In my last post about Postmodernism I mentioned that it is not dead but very much alive. And in academia if you are trained to pick it up you will. So let me give you just a few examples from my first week back in university.

In my Teaching Writing class we started reading the first chapter of Second Language Writing by Ken Hyland. This is what Mr Hyland had to say:

So, while [English Language Teaching is] often treated as historically evolving movements (e.g., Raimes 1991), it would be wrong to see each theory growing out of and replacing the last. They are more accurately seen as as complementary and overlapping perspectives, representing potentially compatible means of understanding the complex reality of writing.

The “next replacing the last” is a dead give away of Modernist ideology. And anytime one thinks and believes that everything is complementary one is leaning towards Postmodernist ideas. Here is another example from a textbook on the history of English Language Teaching:

If we examine each of the [three language teaching] principles in turn, we can see how they generated unexpected consequences, some of which turned out to be more controversial than they seemed at first sight.

Here we see how wrong someone can be eventhough he or she was sure of their methodology. Actually this is somewhat like the statement in the first example where they believe it replaces what has come previously. This kind of thinking was typical of the early twentieth century. It is a firm believe – wrongly – in the idea of progress.

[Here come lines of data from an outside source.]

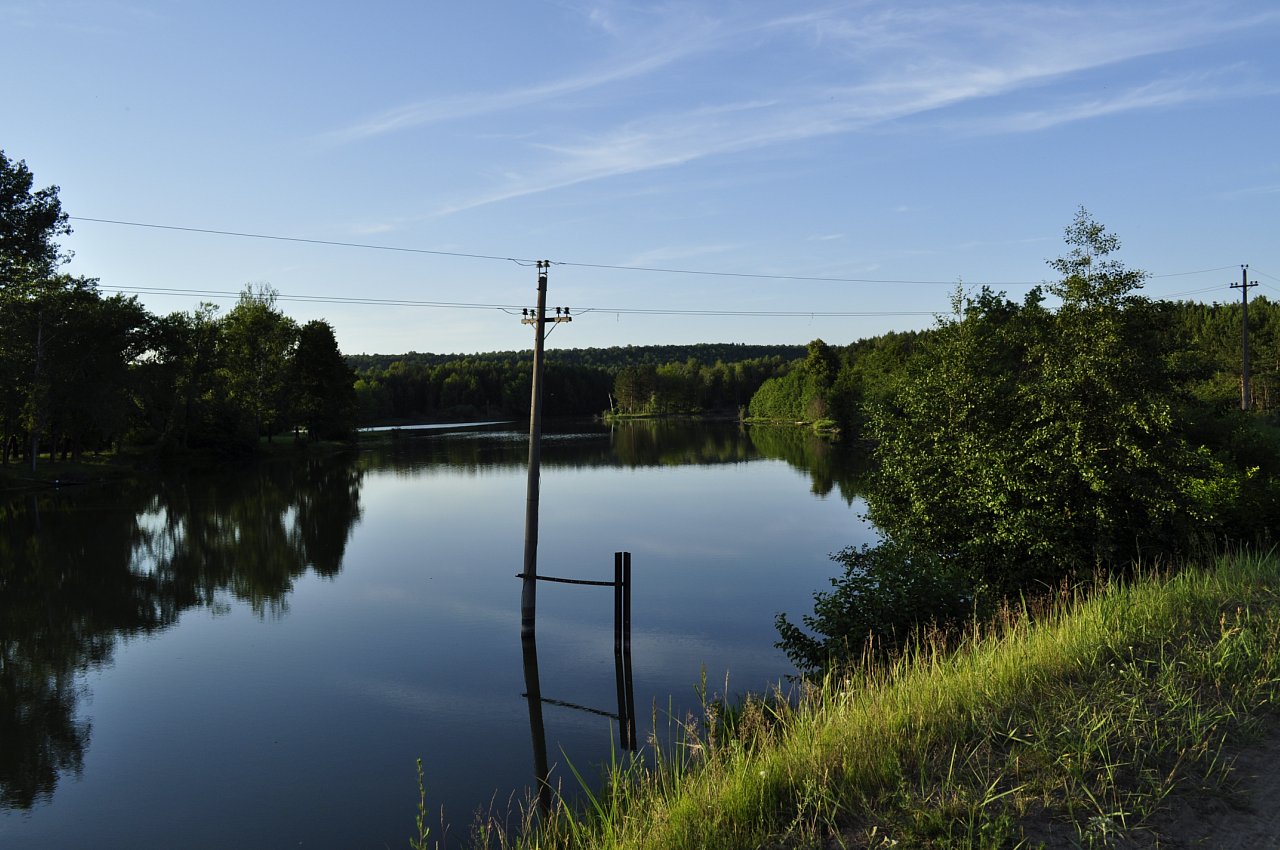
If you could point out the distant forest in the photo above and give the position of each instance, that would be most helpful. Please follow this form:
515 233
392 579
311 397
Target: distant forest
580 382
823 384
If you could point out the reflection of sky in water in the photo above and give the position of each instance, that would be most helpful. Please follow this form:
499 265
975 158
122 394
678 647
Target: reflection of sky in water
234 730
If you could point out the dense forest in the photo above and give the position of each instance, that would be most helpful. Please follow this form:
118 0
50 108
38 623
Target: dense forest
585 382
1027 447
1016 446
83 371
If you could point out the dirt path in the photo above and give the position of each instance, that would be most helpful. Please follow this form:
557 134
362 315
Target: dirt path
1243 817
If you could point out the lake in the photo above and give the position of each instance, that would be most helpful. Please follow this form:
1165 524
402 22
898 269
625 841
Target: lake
255 657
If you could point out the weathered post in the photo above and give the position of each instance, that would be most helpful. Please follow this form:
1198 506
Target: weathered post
529 593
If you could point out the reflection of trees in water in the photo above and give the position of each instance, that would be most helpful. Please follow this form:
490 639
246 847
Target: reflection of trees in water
630 443
830 465
78 570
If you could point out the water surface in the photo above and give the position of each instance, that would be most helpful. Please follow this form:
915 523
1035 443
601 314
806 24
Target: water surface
255 657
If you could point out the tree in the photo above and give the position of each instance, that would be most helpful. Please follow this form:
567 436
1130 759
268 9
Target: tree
1033 444
324 385
1025 447
257 344
30 225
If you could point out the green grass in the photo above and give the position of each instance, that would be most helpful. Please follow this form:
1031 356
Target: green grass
1070 723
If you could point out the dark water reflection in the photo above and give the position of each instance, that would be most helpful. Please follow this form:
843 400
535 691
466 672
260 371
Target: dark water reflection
80 570
412 649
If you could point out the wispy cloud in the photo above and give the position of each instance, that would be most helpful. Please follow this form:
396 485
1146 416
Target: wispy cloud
672 254
867 65
1162 94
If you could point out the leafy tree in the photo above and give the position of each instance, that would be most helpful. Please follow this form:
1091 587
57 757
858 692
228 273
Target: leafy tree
257 344
324 384
1025 447
30 225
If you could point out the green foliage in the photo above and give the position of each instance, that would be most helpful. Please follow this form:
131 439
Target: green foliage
323 384
804 393
31 220
1033 446
1023 447
883 598
257 341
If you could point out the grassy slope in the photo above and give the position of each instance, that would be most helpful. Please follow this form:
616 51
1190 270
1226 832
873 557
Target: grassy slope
1068 727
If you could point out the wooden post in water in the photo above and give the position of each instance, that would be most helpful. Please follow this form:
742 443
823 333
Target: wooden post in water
622 649
529 593
626 648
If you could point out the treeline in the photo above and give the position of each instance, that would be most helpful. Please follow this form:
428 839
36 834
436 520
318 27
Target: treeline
1023 448
85 371
1201 344
627 380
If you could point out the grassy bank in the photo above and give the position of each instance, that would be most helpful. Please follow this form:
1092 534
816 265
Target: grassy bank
1075 725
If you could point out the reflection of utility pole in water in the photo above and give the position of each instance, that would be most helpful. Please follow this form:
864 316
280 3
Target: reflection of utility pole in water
536 729
529 594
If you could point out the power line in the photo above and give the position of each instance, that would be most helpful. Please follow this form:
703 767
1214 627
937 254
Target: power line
528 261
292 238
508 307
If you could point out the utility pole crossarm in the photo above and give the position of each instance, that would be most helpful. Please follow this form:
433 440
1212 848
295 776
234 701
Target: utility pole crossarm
1243 286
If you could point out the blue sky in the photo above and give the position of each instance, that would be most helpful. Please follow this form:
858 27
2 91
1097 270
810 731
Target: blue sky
887 149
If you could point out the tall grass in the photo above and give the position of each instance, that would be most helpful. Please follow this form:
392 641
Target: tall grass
1070 720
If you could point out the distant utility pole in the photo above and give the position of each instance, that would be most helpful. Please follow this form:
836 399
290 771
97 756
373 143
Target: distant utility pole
1243 286
539 320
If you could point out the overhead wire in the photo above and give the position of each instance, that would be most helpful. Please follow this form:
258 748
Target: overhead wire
510 309
528 261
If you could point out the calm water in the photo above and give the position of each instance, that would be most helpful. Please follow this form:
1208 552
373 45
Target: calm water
256 657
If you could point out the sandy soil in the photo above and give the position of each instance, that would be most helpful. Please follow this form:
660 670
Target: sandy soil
1244 816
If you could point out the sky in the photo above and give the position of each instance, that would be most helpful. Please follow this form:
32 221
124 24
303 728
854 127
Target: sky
695 172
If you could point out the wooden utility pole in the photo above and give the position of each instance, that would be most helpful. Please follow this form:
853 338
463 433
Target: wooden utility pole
1243 286
539 320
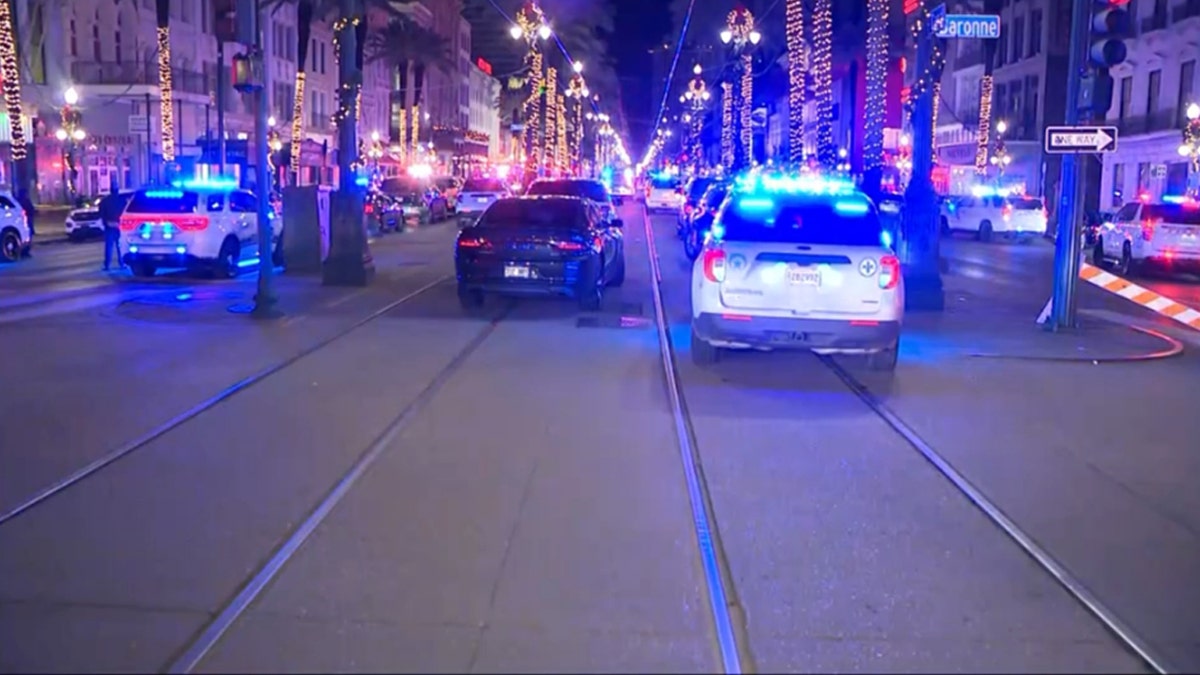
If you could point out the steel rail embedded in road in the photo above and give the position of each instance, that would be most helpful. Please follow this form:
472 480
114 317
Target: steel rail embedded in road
1072 584
195 652
97 465
720 598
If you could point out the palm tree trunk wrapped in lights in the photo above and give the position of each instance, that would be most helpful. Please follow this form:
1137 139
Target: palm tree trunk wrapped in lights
10 70
304 34
797 78
822 81
166 102
876 91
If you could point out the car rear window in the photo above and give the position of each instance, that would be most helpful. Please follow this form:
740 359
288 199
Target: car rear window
163 202
1173 214
487 185
843 222
534 214
587 189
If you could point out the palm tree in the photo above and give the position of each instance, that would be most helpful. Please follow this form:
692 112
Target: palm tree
166 107
406 43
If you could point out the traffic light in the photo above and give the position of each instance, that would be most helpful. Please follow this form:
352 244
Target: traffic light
1107 48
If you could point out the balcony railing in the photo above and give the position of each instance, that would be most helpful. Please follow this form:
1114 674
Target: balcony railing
1158 120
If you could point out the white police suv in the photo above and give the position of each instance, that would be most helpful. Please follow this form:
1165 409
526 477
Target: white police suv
203 226
797 262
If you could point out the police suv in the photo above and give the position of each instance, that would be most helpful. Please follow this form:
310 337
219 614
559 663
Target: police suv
797 262
203 226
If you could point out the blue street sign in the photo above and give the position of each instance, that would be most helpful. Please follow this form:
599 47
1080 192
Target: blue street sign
982 27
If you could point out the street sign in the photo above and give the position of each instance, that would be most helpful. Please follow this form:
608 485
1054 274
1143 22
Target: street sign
1080 139
982 27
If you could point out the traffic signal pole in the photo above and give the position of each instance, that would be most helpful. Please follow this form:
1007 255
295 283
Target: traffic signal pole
1071 187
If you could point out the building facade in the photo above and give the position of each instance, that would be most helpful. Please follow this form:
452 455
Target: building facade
108 54
1152 90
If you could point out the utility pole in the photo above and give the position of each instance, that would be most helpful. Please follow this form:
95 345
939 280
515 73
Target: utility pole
264 298
922 251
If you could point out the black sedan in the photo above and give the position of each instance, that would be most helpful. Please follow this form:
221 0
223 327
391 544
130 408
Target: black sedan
540 246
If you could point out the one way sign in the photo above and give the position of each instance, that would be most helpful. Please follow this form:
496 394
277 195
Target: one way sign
1080 139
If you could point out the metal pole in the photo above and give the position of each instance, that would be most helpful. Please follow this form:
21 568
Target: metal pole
149 144
264 298
221 106
1071 187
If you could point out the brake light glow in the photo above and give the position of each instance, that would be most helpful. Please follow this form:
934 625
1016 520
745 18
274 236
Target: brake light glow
714 266
889 272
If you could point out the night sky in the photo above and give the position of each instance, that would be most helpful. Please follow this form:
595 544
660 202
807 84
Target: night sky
642 23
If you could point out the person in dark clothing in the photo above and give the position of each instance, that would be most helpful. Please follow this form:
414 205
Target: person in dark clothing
111 209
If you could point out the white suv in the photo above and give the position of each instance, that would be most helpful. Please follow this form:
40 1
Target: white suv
797 263
15 238
1165 234
210 226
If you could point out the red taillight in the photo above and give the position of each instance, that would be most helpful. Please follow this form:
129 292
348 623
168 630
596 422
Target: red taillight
1147 230
889 272
714 266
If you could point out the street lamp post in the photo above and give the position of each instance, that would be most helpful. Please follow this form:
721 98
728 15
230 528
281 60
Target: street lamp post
1191 148
742 36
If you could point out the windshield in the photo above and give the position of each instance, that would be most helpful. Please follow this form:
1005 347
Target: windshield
844 222
534 214
163 202
483 185
586 189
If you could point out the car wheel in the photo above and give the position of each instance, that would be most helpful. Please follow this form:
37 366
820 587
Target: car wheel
469 298
703 352
10 246
618 273
143 269
885 359
227 260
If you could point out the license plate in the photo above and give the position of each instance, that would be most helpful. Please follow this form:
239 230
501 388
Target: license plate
804 278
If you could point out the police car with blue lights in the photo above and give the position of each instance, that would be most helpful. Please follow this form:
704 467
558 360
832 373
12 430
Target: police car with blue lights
797 262
203 226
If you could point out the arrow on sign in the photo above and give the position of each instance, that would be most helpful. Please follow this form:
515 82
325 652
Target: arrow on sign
1080 139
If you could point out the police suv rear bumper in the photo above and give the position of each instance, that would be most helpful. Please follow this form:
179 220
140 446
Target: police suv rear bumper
781 333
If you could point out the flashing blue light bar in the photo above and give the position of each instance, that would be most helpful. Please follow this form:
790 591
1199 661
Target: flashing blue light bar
849 208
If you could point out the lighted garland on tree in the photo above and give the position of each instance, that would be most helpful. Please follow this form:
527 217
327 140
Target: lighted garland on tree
876 82
822 81
797 49
11 72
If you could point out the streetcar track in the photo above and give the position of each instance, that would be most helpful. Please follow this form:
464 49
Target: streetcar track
112 457
1123 633
725 609
196 650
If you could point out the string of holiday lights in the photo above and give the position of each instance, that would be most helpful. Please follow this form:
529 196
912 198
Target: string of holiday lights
551 150
876 82
797 78
10 71
983 136
822 81
166 105
298 124
726 124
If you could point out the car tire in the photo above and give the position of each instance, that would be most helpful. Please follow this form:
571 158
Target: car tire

But even life is not a continual march toward some pinnicle, a straight line to the top. If life was that simple then we would be there by now. Or as the author John Barth put it: like an ox-cart driver in monsoon season or the skipper of a grounded ship, one must sometimes go forward by going back. Life is not a straight line. Even if it is windy it is not always mean we are getting closer. We must travel away from it sometimes to get close to it.

So Postmodernism may sound complicated in the end it really is not dissimiliar to “good ol’ fashion commonsense”. But don’t let a Postmodernist hear you say that. You would be accused of being Modernist.

3 thoughts on “Postmodernism2”

  1. I have been away from home for so long, but I feel closer to my roots than ever…sometimes to go forward you must go backwards. And sometimes you won’t find something until you lose it.